The
Café Momus in the second act of Puccini's La Bohème must surely be one of the
most famous of all operatic restaurants. Briefly, it is Christmas Eve in the
Latin quarter of Paris. Rudolfo, Marcello, Colline, and Schaunard, four high
spirited but impecunious artistic types are going out on the town. Rodolfo also
brings his new flame Mimi ( whose real name, of course, is Lucia). Against a
distracting background of street urchins, toy sellers, and marching bands,
the fivesome enjoy a boisterous good time at their favourite sidewalk café,
enlivened by a chance encounter with Marcello's old flame Musetta, in the
company of her current sugar daddy, Alcindoro. The evening ends triumphantly
with our heroes stiffing Alcindoro with the bill. Thus having our spirits raised,
we are properly set up for the reminder of the opera and its rendezvous with
poverty, domestic discord, and pulmonary tuberculosis.

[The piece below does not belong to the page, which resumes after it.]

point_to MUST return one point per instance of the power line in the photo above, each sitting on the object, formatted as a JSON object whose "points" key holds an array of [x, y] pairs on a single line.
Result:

The entire act takes place in or just outside the Café Momus. In most
productions, the place is a sidewalk café, so as to permit the street sellers,
stage bands, and whatnot to come and go without straining the creativity of the
stage director. There is a lot of stuff taking place, yet the entire act takes
but twenty five minutes
Trivia fans will note that there is another hospitality establishment in the
opera. The third act, at the Porte d'Enfer, takes place outside an unnamed
tavern where Marcello is painting a mural. However, when one speaks of
restaurants and La Bohème, one is speaking of the Café Momus.
The
Café Momus is a bustling little enterprise in the artistic Latin Quarter with
tables spreading out onto the sidewalk and positively bursting with ambiance. It
seems this should be a mixed blessing in the restaurant business, however, since
all sorts of street peddlers flog a variety of foodstuffs right up to the tables.
Oranges, dates, hot chestnuts, toffees, whipped cream, fruit pies, nougat,
coconut milk, and plums from Tours are all available without buying them from
the restaurant. In the theatre we usually see tasteful decor and obsequious
waiters following the Parisian stereotype.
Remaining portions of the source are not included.